Он разбогател давно. В то время все богатели бесплатно. Насколько он разбогател, он затруднился бы и сам сказать. Хотя первый образчик своего способа, если можно так сказать, достигать удачи в делах он показал очень рано. После каждого резкого роста доходов ему казалось, что он должен что-то и уступить кому-то или куда-то, ну хотя бы округлить в меньшую сторону. Но именно эти недостаточно ясные экономические убеждения вызывали вокруг еще больший переполох, и всё у него двигалось наоборот – в сторону большую. Расходы поскальзывались и куда-то падали, доходы тоже поскальзывались и падали на него сверху. Он, конечно, знал, что несмотря на то, что оно спотыкается, оно, то есть время, всё равно идет вперед.
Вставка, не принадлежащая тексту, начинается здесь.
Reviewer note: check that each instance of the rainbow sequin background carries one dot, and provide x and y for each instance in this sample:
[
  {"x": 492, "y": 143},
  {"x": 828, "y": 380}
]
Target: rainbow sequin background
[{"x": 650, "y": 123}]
Но остальные вещи, например деньги, он верил, все же, могут идти назад.
Эту веру подрывали сами деньги. Он тратил их, они к нему возвращались, как отскочивший от стены мячик. В приступе подозрения он как-то записал даже номера нескольких купюр, с тем чтобы позже сверить их с получаемыми в банке. Чем больше росли доходы его конторы, тем больше внутренне смущался Давыдов, не понимая, как он этого добивается, что́ он делает та́к – он грыз ногти и скреб лицо, кривился и смешно гримасничал. Безнадежные дела оказывались в порядке, когда он их с неохотой и за бесценок выкупал. Рост там и тут был уже невероятен, но был. Хотя ведь всё, что росло когда-либо стремительно, на своем невидимом пределе истории лишь стремится удержать позиции. Его рост стремительным оставался. Этот одинокий локомотив несся к концу недостроенных путей и прибавлял ходу. Всерьез казалось, что Давыдов из сочувствия давал приют вконец одураченным деньгам, которые от отчаяния уже не знали куда податься.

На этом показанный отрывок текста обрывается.